How to Brand Yourself as an Expert Through LinkedIn

Suryabala Shenbagamurthy_Headshot

Suryabala Shenbagamurthy is a digital advertising professional with an authentic love for the field. She works at a digital agency in midtown and prior to was with Goldman Sachs and the United Nations. Her accolades had her participate in Google’s 2015 Online Marketing Challenge and she was featured in the Hindu, one of India’s most influential media outlets. Surya holds a master’s degree in PR and corporate communications from NYU, Class of 2015, and gave a TEDx speech on social media influence in 2016.

1. LinkedIn Headline
This is probably the easiest way to attract a potential employer.
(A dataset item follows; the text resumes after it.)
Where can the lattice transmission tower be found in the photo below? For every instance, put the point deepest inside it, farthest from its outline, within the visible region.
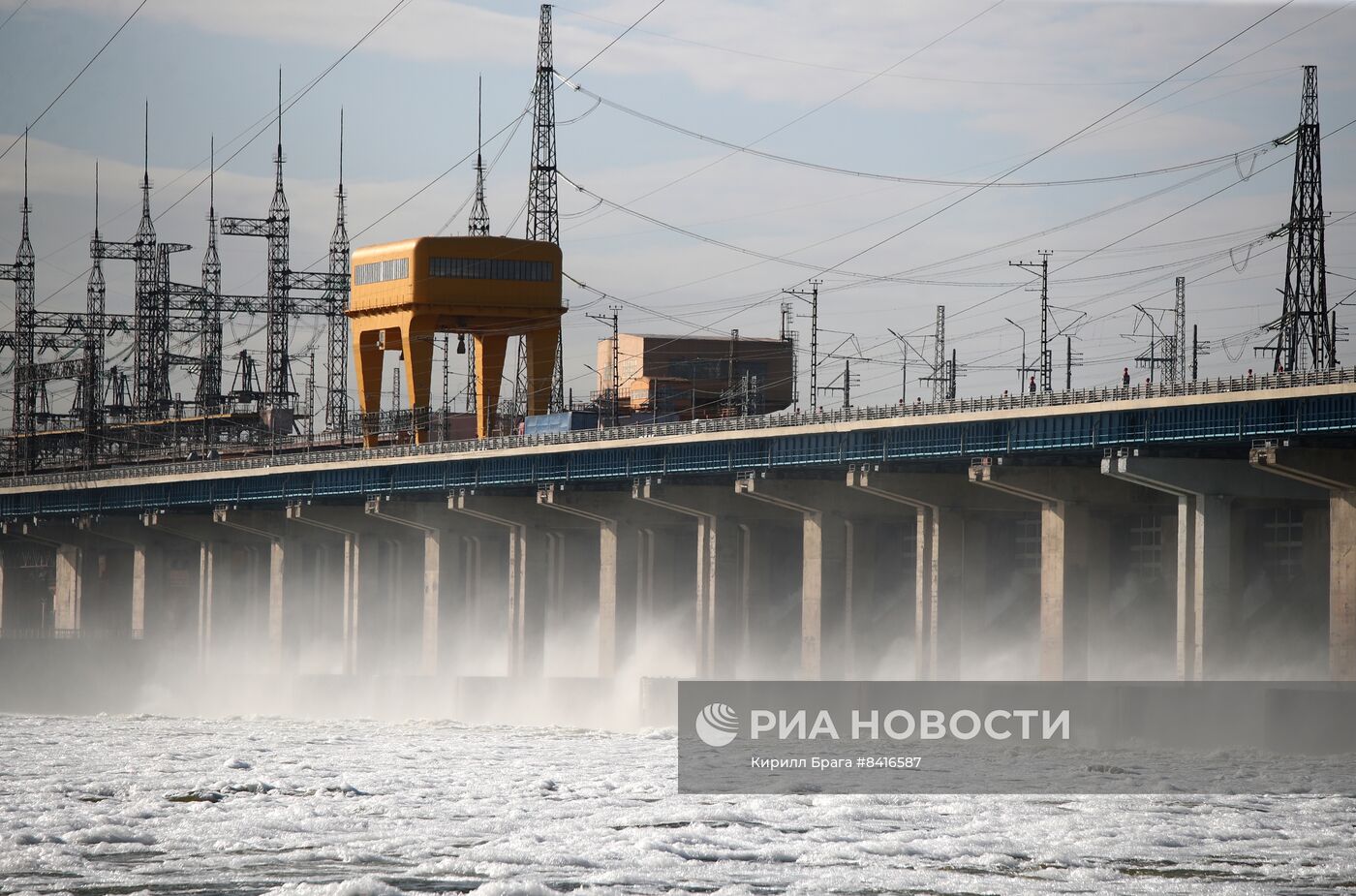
(1306, 335)
(542, 196)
It’s also the most important and your first step towards personal branding. Most students assume that LinkedIn headline – the text following your name – must reflect field of study or internship position title. That’s not true. For starters, your LinkedIn headline can say whatever you want!!! So get creative and position yourself as a specialist. For example, if you’re majoring in integrated marketing, your headline can be “Marketing Specialist.” Or if you’re majoring in public relations, your headline can read “Media Relations Strategist.” Refrain from using “Actively looking for jobs” in the title. You might come off desperate and miss out on networking opportunities. Another great example is highlighting your skills or aspirations in your headline (Screenshot below).

Prachi Gohil
Source: Prachi Gohil LinkedIn Profile, M.S. Integrated Marketing, 2016 New York University Graduate

2. Profile Picture and Cover Photo
They say a picture is worth a thousand words. I couldn’t agree more. Especially in a platform like LinkedIn where you can show your potential employers that you’re the right cultural fit by adding a little color to your profile. For example, Yang Zhao branded her LinkedIn profile with a black and white theme and used a cover photo of a man feeding swans and ducks from a snowy river bank in Krakow, a famous photograph by Marcin Ryczek. Though her major is in marketing, she wanted to differentiate herself from other candidates by branding herself “cool” and “creative.” On that note, here’s a secret: NYU Photo Bureau offers free in-studio headshot appointments for students from June through April, 10:30am to 4:00pm.

Yang Zhao
Source: Yang Zhao LinkedIn Profile, M.S. Integrated Marketing, 2016 New York University Graduate

3. LinkedIn Summary
Most students and professionals overlook this section. Or they end up giving a literal summary of their professional background. Best LinkedIn summaries are written with passion. Unlike your resume, LinkedIn is first and foremost a social media platform. So be casual and speak about why you’re in the industry. What motivates you. Your expertise and skills. And maybe quote a famous saying that you live by. Most importantly, capture the reader’s attention. It’s truly an art. And it comes with many versions of edits. You can also brag a little by including images of your accomplishments and your online portfolio. Here’s a great example:

Sanya Deshpande
Source: Sanya Deshpande LinkedIn Profile, M.S Integrated Marketing, Brand Management and Digital Marketing, 2016 New York University Graduate

4. Recommendations
There’s a misassumption that only full time experiences deserve recommendations. And in a student life, internships, on campus jobs, and student club management activities along with classes form a full-time job by itself. So how to evaluate these experiences and show a potential employer that these experiences matter too? Simple. Ask your internship or on campus job manager, and club president to write you a recommendation. It can be about a contribution to the team, your personality, work ethics, professionalism, or a random quote saying “She’s just awesome! We couldn’t have done this without her!”
Nishita Tamuly
Source: Nishita Tamuly LinkedIn Profile, M.S. Integrated Marketing, 2016 New York University Graduate

5. LinkedIn Posts
If you’re not a fan of writing, you might not like this idea. But hey! You don’t have to publish a LinkedIn blog post for 700 words. Just sharing your views on industry trends in less than 350 words could go a long way. Or you can write about your final project, talk about research and findings, and even include a presentation. The goal is to share your knowledge and differentiate yourself from many other candidates in the job market. As a bonus, potential employers can browse through all your LinkedIn posts just below your summary enhancing your profile.